NE Ohio residents with family in Florida watch Hurricane Matthew closely

NE Ohio residents with family in Florida watch Hurricane Matthew closely
Boca Raton (Source: Sam Gareau)
Boca Raton (Source: Sam Gareau)

DOWNTOWN CLEVELAND, OH (WOIO) - Many people in northeast Ohio have close connections to Florida and the southeast, and they're watching Hurricane Matthew very closely, hoping their families stay safe.

Cleveland 19 News spoke with several people over FaceTime and on Facebook who are in the region. We checked in on Cleveland 19 reporter Nichole Vrsansky's cousin Samantha Gareau Thursday evening.

She lives near Boca Raton, Florida, right in the path of Hurricane Matthew.

"It's slightly windy, it's not as wet as I thought it's going to be," Gareau said around 5 p.m.

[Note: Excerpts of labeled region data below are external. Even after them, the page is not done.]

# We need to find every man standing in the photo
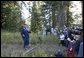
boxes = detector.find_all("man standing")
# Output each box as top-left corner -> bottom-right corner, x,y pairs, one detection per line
21,24 -> 30,49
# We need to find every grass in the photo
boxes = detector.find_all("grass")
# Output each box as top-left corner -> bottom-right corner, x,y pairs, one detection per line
1,30 -> 59,57
25,49 -> 48,57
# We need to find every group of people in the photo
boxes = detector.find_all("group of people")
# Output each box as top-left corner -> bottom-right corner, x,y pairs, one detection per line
59,28 -> 83,57
21,24 -> 83,57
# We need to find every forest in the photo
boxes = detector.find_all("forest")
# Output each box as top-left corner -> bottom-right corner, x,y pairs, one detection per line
1,1 -> 83,57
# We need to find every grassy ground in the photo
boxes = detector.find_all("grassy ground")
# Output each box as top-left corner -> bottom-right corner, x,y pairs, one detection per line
1,30 -> 64,57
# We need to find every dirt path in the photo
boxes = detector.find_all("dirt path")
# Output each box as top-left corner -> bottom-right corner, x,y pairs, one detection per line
1,43 -> 65,57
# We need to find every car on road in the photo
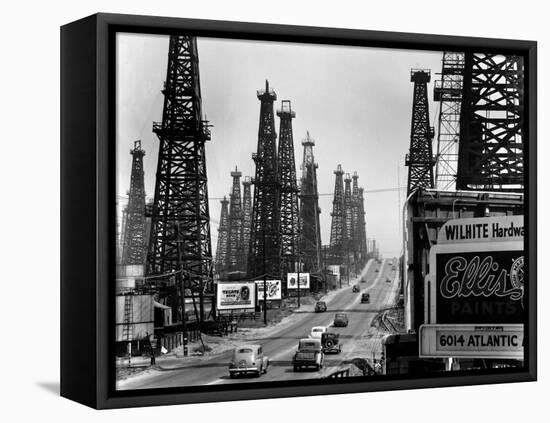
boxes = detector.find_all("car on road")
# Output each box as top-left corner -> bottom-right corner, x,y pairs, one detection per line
315,301 -> 327,313
292,338 -> 325,372
229,345 -> 269,378
309,326 -> 327,339
321,332 -> 342,354
332,313 -> 349,327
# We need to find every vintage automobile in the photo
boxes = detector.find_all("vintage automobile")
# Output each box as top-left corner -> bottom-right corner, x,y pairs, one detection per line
309,326 -> 327,339
229,345 -> 269,378
332,313 -> 349,327
315,301 -> 327,313
292,338 -> 324,372
321,332 -> 342,354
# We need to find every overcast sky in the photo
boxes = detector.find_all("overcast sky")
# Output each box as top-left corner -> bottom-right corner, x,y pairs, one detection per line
116,34 -> 442,257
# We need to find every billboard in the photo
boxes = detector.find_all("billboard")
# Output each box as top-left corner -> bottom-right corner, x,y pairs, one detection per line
286,273 -> 309,289
426,216 -> 526,324
254,280 -> 282,303
419,216 -> 527,359
216,282 -> 256,310
419,324 -> 523,360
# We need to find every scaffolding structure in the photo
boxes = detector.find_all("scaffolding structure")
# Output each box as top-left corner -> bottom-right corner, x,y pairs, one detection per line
215,196 -> 229,277
300,131 -> 321,273
405,69 -> 435,196
226,166 -> 244,272
457,53 -> 525,192
277,100 -> 300,276
329,164 -> 345,265
248,80 -> 281,278
147,36 -> 213,321
121,140 -> 147,265
434,51 -> 464,190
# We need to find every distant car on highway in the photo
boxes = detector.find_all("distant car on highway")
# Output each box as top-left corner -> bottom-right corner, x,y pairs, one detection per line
292,338 -> 325,372
309,326 -> 327,339
332,313 -> 349,327
321,332 -> 342,354
229,345 -> 269,378
315,301 -> 327,313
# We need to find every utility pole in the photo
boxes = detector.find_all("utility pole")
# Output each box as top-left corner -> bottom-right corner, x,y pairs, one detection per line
174,223 -> 187,357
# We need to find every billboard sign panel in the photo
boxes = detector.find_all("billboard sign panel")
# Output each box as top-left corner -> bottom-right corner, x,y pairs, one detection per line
216,282 -> 256,310
255,280 -> 282,303
286,273 -> 309,289
426,216 -> 526,324
419,324 -> 523,360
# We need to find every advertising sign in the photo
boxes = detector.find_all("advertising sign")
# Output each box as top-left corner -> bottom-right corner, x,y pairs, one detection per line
216,282 -> 256,310
420,324 -> 523,360
437,216 -> 525,245
254,280 -> 281,303
286,273 -> 309,289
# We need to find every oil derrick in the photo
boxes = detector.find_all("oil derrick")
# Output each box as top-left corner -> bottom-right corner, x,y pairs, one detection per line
358,188 -> 368,267
330,165 -> 345,265
226,166 -> 244,272
121,141 -> 146,265
241,176 -> 253,272
343,173 -> 355,268
457,53 -> 524,192
434,51 -> 464,190
350,172 -> 361,273
405,69 -> 435,196
216,196 -> 229,278
300,131 -> 321,273
147,36 -> 213,319
248,81 -> 280,277
277,100 -> 300,274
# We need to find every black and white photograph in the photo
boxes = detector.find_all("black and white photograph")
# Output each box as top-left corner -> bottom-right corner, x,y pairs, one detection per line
114,32 -> 529,391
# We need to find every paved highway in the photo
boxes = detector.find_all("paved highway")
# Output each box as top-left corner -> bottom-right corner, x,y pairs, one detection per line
119,260 -> 397,389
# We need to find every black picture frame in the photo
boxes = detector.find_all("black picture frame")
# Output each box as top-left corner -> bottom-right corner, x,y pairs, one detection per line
61,13 -> 537,409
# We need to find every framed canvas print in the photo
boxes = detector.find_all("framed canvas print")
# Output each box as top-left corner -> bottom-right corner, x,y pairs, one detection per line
61,14 -> 536,408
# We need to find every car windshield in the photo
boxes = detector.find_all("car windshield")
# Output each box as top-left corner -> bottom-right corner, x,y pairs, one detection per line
299,341 -> 319,350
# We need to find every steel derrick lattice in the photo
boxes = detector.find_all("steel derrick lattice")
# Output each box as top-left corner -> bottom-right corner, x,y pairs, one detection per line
147,36 -> 212,292
343,173 -> 355,270
216,197 -> 229,275
277,100 -> 300,273
330,165 -> 345,264
350,172 -> 361,272
226,166 -> 244,272
457,53 -> 524,192
434,51 -> 464,190
241,176 -> 253,272
248,81 -> 281,278
358,188 -> 368,266
405,69 -> 435,196
300,131 -> 321,273
121,141 -> 147,265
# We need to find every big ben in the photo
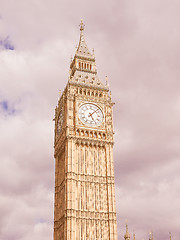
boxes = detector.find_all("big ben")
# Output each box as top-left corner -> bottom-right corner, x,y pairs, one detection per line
54,21 -> 117,240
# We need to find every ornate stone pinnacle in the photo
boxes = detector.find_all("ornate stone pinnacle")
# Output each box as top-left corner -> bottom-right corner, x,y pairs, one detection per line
79,19 -> 85,32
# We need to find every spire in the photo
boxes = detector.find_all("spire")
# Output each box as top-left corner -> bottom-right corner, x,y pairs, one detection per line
124,221 -> 130,240
69,20 -> 109,91
76,19 -> 94,59
133,233 -> 136,240
149,232 -> 153,240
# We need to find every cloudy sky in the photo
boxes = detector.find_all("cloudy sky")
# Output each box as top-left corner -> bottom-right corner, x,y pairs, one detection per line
0,0 -> 180,240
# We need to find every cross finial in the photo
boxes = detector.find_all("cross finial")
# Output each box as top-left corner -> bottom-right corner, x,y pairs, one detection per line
79,19 -> 85,32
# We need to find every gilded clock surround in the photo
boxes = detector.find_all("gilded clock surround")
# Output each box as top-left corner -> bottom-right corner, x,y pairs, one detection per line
54,19 -> 117,240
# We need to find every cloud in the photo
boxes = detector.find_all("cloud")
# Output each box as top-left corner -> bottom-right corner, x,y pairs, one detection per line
0,0 -> 180,240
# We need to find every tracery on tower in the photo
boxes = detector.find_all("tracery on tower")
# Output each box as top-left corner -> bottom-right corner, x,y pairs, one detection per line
69,20 -> 108,89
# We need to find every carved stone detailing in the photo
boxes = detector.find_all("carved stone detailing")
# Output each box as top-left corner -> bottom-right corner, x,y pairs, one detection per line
54,23 -> 117,240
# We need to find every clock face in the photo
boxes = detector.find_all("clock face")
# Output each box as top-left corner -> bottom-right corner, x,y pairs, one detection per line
79,103 -> 103,127
57,111 -> 63,133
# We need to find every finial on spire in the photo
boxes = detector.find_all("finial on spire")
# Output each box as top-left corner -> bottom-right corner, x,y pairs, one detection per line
124,220 -> 130,240
133,233 -> 136,240
79,19 -> 85,32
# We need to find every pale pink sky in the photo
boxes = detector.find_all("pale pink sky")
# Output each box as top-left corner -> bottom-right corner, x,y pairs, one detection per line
0,0 -> 180,240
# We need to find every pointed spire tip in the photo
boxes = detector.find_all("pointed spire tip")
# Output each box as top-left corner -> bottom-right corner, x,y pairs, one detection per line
79,19 -> 85,32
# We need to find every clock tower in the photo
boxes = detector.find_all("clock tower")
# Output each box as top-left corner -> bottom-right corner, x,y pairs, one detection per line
54,21 -> 117,240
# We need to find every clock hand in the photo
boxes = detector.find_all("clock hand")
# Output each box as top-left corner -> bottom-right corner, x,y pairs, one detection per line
88,113 -> 94,121
91,109 -> 99,115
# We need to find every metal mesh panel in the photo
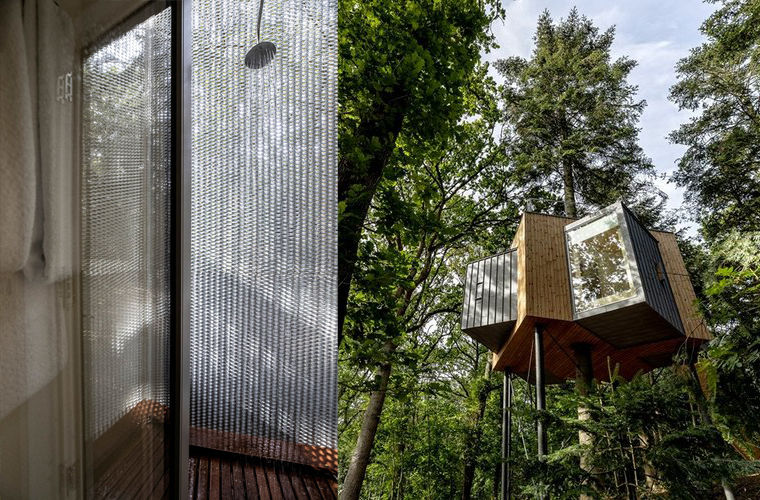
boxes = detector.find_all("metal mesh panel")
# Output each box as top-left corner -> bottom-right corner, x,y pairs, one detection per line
82,6 -> 171,439
190,0 -> 337,454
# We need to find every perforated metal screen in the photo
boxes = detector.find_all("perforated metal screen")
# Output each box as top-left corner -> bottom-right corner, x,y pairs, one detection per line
82,10 -> 171,439
190,0 -> 337,456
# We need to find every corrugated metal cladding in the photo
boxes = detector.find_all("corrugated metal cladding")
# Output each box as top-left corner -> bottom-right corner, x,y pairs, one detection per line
462,248 -> 517,351
622,205 -> 684,333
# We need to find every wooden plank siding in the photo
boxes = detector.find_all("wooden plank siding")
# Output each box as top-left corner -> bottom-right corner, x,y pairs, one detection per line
517,213 -> 575,321
492,209 -> 711,383
188,446 -> 338,500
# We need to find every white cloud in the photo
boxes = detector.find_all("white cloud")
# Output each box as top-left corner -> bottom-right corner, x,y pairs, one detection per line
484,0 -> 715,234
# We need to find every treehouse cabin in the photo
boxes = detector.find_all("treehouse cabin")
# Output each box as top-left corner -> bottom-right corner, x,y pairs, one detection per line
462,203 -> 711,383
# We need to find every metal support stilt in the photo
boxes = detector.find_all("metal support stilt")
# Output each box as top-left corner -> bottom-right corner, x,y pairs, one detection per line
535,323 -> 547,460
501,368 -> 512,500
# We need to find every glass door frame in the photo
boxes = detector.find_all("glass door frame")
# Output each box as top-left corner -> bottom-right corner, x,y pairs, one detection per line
82,0 -> 192,499
167,0 -> 192,499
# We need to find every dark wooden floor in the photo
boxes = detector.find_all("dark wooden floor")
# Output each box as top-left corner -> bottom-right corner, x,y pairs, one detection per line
190,446 -> 337,500
88,401 -> 337,500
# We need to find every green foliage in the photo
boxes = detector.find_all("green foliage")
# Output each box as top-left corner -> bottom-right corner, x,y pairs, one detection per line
670,0 -> 760,239
670,0 -> 760,462
339,0 -> 760,499
496,9 -> 663,217
338,0 -> 503,340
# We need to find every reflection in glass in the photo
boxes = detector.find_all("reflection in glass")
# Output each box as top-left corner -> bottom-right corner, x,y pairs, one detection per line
82,9 -> 171,498
567,213 -> 637,313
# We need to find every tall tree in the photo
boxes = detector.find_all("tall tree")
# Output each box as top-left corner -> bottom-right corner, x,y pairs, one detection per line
341,76 -> 514,500
670,0 -> 760,240
496,9 -> 661,217
338,0 -> 503,343
670,0 -> 760,460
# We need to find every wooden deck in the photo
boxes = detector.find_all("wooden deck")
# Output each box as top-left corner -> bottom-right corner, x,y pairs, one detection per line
88,400 -> 337,500
189,446 -> 338,500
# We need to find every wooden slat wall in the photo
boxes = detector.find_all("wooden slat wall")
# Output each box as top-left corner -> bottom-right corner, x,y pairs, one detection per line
518,213 -> 574,321
650,231 -> 712,340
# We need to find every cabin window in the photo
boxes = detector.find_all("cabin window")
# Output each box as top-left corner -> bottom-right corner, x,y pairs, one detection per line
567,212 -> 637,313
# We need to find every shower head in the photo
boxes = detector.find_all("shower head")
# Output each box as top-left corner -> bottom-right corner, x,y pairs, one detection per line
245,42 -> 277,69
245,0 -> 277,69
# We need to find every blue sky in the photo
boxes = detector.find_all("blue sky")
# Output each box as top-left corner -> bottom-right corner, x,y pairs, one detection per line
485,0 -> 715,235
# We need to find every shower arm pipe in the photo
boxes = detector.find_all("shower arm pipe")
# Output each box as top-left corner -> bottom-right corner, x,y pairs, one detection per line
256,0 -> 264,43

She sent us photos of Deerfield Beach, and hurricane shutters covering the windows of houses in the area. She's in the voluntary evacuation zone and she decided to stay.

"We're born and raised in Florida, we're used to these conditions. We have water, we have our essentials, so we're OK," she said.

We also spoke with Vicki Kocisko, a North Canton native who lives in Port Orange, Florida, south of Daytona Beach.

"So far we've had maybe some rain and some wind go through, but nothing major, nothing we wouldn't see in a typical afternoon thunderstorm," Kocisko said when we spoke with her Thursday evening.

Kocisko says she's as ready for the hurricane as she can be, and she also decided to stay home.

"We have hurricane panels we put up so we're pretty much all set," she said.

Kocisko says people who live right near the beach were ordered to evacuate because once Hurricane Matthew hits, emergency vehicles won't be able to make it over the bridge.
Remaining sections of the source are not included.